Another comment at the final session, from Jodi Dean, struck me. It is  
that she had finally been convinced by Christian Fuchs that  
“communism” cannot be achieved without “computers.” One reason this  
struck me is that it is such an old idea, dating back to the 1950’s,  
when the Soviets and others — such as the Western economist Wassily  
Leontief —  in fact devoted considerable efforts to  investigating how  
to use mainframe computers to do better with central planning. But I  
also found it odd that in the context of this conference Professor  
Dean would say “computers” rather than “the Internet,” which has much  
more promise in terms of bringing about some sort of participatory  
socialism.

Jodi Dean is well-known for promulgating the thought of “communicative  
capitalism” to describe the Internet,,etc. It’s very easy to claim  
that whatever change has occurred is just some new sort of capitalism,  
but this hardly an analytic success, as I see it.
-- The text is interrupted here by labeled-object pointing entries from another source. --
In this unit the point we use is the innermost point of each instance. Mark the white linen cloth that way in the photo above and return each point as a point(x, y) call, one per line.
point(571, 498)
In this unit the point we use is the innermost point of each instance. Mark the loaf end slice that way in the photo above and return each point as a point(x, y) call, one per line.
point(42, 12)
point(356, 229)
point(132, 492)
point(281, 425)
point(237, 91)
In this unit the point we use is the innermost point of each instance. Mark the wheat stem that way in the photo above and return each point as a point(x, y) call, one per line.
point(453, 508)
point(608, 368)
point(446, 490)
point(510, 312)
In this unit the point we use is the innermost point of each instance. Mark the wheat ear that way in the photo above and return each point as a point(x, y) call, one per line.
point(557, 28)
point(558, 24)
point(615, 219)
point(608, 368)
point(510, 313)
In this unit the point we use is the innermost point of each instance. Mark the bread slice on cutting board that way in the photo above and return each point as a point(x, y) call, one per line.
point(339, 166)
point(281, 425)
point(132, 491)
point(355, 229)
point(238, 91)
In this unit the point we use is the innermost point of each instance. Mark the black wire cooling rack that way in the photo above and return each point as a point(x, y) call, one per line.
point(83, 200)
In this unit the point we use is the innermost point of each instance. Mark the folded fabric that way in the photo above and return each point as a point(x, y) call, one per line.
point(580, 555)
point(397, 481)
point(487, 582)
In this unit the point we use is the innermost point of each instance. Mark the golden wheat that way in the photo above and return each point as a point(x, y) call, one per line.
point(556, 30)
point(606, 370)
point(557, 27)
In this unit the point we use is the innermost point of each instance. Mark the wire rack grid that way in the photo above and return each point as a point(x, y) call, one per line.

Of course any term  
can be stretched to mean whatever one chooses, but hiding distinctions  
in this way is not necessarily perspicuous. To be sure, Dean is far  
from alone in engaging in such broad use of terms like capitalism and  
capital.  “Human resource” people widely speak of “human capital,”  
though it hard to see how a human a can be capital (for herself), and  
certainly not simply by being educated as they imply. Likewise, Pierre  
Bourdieu was fond of such terms as “cultural capital,” which again is  
certainly not capital in the Marxian sense, and does not suppose the  
same sort of exploitation as plain old capital. Many on the left, such  
as David Harvey, and many not at all on the left take most changes in  
the life around them to be proof of the continued strength of  
capitalism, when an entirely different possibility is utterly  
neglected. Inflating a formerly precise term in this fashion should be  
avoided if one wishes to speak  with any sort of intellectual or  
analytic precision, certainly in a conference such as this one. But  
that is not widely done.

All this highlights for me that what some cleave to as “theory” does  
not seem deserving of that name. I started out my professional life as  
a theoretical physicist, and as I changed fields still referred to  
myself as a social theorist. I love theory, if it is good theory — of  
many sorts from astronomical to zoological, from political to literary  
theory.  By good theory  I mean a search for new understanding , often  
through new concepts of what the world is, how it works, how it can  
work, and what it should be. Such theorizing has to be self-examining,  
subject to doubt and critique, always a bit tentative, and certainly  
constantly tested for its coherence and meaningfulness  against new  
ranges of experience, as well as in comparison with other theories. It  
should of course strive to be rational, but it can never and probably  
should never be that purely. To get anywhere, not all hypotheses can  
be put in question at the same time, yet nothing should be beyond  
examination. Theory must always be seeking to add  new kinds of  
observations and predictions, examining how it comports or contrasts  
with other theories, whether it can be improved in its logic and  
strength of conclusions, where it is on possibly shaky grounds , in  
what ways it can be useful rather than merely descriptive or  
pejorative, when it is prematurely reductionist, when it can no longer  
easily be extended, when there are aspects of the world it has has  
overlooked, etc.



Good theory must always be — to use a favorite post-modernist term —  
transgressive —as well as audacious, surprising and  offering up new  
concepts, which lead to new percepts. But even the best theory, by the  
time it is articulated and typeset, is surely wrong in some  
significant aspects. It always must be subject to critique,  
modification, enlargement, and eventual abandonment. Any textual  
formulation of it is by no means Holy Writ. It is not to be quoted  
with an air of devotion, or as if by itself it stands for or can prove  
anything.

For too many people at the conference, I found, too much is taken for  
granted; too much is asserted without compelling argument; existing  
texts are treated as if sacrosanct and unarguably correct, as if they  
were bits of the Bible and we were fundamentalists; and metaphoric or  
analogical points are taken for logic or careful analysis. (Though  
thought — as Derrida among others has indicated — can never fully  
escape metaphor, that is no reason not to seek to do so.) Again, too  
much that is said seems to be intended as nothing other than academic  
preening. That leads to highly mistaken assumptions, focussing on  
trivia, unwarranted smugness, and other irksome behavior. It makes  
intrinsically intelligent people come off as fools or jerks.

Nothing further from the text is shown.